The formal charges run counter to Volkswagen’s longtime insistence that the company’s board members were not involved in the scandal. Instead, they build on an apparent expansive plot by the company to thwart emissions testers and, eventually, cover their tracks—the details of which are only now starting to publicly emerge.

Reports issued last year had Winterkorn presiding over a September 2015 meeting in which it was decided that another top VW executive, Oliver Schmidt, would lie to U.S. regulators about the existence of a program allowing the diesel-powered vehicles to read out much lower pollution levels than they were actually producing. (Winterkorn resigned that same month, while Schmidt was subsequently sentenced to 7 years in prison.)

The indictment also alleges that Winterkorn knew about the deceptive software by at least May 2014—more than a year before news of the scandal broke—and details the network of high-powered execs who handled the $30 billion issue.
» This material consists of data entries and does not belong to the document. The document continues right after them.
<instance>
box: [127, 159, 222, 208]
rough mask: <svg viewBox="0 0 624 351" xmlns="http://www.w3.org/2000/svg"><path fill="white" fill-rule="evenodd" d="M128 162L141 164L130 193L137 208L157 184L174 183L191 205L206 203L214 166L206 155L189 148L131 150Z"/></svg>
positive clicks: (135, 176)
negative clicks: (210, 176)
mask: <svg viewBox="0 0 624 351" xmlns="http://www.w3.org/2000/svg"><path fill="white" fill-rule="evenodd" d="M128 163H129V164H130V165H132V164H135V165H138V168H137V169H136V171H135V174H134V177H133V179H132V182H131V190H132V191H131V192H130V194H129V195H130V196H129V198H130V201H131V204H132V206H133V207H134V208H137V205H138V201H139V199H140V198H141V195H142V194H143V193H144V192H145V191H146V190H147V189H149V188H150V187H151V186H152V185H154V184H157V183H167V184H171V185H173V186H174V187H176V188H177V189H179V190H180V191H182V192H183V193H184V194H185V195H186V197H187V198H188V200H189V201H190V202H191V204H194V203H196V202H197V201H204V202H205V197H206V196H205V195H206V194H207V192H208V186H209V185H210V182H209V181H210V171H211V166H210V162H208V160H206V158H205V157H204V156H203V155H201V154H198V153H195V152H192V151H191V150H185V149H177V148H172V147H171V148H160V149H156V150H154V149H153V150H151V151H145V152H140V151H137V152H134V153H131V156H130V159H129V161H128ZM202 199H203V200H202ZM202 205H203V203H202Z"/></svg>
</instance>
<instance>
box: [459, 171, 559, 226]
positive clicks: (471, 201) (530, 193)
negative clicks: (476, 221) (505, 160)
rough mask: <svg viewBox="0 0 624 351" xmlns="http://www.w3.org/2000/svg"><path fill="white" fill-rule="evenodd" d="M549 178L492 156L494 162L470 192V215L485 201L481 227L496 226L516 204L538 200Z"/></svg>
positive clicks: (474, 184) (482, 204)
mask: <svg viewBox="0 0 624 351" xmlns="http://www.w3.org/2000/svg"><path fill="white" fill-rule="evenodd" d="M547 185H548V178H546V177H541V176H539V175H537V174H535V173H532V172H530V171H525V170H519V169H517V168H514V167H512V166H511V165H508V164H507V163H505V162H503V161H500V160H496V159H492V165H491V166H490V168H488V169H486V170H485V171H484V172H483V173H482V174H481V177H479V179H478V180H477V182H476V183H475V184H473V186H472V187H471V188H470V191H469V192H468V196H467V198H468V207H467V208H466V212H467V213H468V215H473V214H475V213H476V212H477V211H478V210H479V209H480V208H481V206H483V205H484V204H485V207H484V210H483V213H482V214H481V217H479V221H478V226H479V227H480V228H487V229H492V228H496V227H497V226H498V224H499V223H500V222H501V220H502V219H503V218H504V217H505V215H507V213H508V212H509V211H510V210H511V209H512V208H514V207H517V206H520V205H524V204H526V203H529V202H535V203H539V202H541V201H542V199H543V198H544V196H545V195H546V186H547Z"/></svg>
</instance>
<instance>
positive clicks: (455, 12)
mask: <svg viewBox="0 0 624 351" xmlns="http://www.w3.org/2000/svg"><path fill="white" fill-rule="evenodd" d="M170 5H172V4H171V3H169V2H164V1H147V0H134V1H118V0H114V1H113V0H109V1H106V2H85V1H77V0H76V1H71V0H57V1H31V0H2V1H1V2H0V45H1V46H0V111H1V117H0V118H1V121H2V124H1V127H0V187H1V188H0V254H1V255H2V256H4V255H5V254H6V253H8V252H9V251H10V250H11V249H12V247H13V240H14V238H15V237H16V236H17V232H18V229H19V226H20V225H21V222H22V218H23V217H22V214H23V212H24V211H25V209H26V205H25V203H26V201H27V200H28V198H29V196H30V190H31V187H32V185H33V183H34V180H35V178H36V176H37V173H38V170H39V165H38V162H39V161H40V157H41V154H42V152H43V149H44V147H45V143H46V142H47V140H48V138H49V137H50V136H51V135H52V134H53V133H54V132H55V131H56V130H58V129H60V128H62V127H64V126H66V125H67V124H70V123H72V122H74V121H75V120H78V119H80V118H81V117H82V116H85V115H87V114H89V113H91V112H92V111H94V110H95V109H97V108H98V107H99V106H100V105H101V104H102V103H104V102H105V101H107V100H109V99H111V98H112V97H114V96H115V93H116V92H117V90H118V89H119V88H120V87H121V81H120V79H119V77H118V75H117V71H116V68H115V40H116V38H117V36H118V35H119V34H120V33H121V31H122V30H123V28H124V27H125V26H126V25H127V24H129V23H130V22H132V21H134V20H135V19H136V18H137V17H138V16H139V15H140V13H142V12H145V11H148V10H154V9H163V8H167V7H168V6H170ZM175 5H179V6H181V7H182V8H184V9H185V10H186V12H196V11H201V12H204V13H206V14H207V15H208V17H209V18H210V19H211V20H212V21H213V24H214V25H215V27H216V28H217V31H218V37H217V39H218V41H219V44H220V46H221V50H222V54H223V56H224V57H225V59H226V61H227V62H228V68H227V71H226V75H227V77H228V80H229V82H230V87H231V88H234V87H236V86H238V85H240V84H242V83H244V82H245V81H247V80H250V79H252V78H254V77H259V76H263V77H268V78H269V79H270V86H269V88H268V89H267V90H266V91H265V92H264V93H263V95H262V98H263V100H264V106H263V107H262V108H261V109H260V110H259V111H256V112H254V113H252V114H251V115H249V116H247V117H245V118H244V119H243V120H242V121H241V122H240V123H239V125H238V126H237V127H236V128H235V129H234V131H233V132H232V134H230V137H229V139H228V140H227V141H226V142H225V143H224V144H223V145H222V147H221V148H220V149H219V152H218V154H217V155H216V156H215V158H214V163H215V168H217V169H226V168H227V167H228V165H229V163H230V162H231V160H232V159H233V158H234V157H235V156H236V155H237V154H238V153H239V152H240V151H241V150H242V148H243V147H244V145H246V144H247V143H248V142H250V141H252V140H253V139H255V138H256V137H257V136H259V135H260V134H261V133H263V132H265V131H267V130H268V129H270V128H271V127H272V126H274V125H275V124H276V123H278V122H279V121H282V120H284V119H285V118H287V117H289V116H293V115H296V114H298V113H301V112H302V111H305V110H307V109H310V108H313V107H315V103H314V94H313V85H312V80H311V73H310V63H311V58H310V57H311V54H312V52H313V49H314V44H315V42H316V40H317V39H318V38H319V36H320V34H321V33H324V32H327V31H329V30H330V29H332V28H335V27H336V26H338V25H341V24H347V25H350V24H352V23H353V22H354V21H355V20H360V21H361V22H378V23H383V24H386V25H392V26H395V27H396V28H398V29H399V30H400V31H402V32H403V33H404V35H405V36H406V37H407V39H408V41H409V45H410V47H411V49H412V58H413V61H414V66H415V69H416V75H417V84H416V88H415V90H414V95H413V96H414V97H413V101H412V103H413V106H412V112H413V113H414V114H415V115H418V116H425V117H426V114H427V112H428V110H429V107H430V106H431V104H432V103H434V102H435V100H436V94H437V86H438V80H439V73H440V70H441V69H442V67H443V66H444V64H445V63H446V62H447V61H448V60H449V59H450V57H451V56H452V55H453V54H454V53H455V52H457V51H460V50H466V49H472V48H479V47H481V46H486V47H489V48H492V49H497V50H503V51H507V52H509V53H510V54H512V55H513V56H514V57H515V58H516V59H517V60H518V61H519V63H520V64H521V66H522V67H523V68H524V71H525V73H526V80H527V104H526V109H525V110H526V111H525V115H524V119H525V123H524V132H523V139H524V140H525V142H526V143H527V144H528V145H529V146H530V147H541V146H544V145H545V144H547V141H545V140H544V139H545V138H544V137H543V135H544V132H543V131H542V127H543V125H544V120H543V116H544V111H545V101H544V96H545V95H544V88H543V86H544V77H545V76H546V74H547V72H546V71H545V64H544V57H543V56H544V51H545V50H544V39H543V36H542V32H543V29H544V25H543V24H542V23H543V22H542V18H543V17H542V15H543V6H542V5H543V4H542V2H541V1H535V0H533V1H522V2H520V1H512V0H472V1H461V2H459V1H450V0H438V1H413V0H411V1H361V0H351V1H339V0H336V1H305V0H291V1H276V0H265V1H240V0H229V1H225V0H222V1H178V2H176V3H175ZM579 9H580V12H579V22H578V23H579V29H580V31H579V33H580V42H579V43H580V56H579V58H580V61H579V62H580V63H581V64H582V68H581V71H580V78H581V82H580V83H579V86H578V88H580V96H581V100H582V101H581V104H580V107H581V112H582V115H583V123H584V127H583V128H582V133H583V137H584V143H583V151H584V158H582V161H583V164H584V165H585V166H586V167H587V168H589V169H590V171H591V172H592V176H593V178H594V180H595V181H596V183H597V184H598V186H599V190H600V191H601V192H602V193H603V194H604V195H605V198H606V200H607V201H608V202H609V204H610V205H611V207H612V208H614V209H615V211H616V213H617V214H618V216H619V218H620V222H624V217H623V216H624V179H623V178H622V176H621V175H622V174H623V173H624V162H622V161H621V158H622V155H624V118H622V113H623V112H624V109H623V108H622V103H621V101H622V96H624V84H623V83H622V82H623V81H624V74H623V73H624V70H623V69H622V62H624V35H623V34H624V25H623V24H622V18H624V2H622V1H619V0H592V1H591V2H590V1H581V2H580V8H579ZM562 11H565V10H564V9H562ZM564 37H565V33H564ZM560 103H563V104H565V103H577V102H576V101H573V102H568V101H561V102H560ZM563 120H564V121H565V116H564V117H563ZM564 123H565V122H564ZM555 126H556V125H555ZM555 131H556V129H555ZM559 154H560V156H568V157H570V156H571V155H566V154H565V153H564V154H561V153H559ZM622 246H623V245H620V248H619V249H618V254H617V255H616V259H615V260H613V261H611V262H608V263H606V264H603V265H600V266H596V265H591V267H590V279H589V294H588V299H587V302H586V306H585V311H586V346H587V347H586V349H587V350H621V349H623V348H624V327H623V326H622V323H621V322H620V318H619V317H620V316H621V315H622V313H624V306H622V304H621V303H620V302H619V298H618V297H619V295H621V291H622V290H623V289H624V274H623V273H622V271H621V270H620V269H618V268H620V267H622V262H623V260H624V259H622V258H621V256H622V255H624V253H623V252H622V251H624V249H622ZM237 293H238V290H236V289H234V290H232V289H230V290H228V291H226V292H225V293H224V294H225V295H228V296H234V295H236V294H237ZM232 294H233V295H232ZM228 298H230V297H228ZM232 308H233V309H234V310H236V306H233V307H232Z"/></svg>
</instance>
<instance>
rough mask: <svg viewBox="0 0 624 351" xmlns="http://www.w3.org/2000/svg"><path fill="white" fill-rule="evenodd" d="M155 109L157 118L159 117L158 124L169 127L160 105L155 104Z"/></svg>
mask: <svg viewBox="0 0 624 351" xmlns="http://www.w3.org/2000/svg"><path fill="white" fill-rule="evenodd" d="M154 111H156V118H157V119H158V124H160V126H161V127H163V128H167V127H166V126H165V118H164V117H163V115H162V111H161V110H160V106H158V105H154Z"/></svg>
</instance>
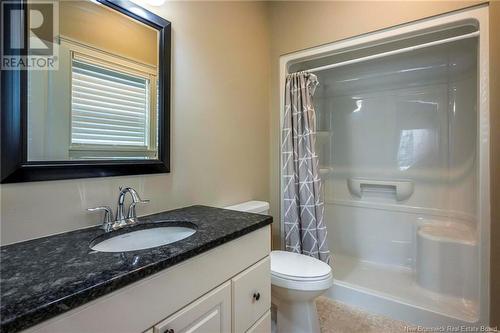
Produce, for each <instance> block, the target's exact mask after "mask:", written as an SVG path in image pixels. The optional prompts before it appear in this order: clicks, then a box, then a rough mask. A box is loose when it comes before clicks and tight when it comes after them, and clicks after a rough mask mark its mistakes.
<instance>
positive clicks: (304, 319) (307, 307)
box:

That total will likely only increase after the most recent indictment, with a guilty verdict on a conspiracy charge adding significant ammunition to any future lawsuits filed against Volkswagen and potentially influencing an ongoing case in which the company’s stakeholders are asking for more than $10 billion in damages

Still, it remains unlikely Winterkorn will see his personal day in court, as he continues to live in Germany, which rarely extradites its citizens. However, the American charges could increase the chance of the ex-CEO being charged in his home country, as German officials are currently participating in a broader investigation of the scandal in Europe.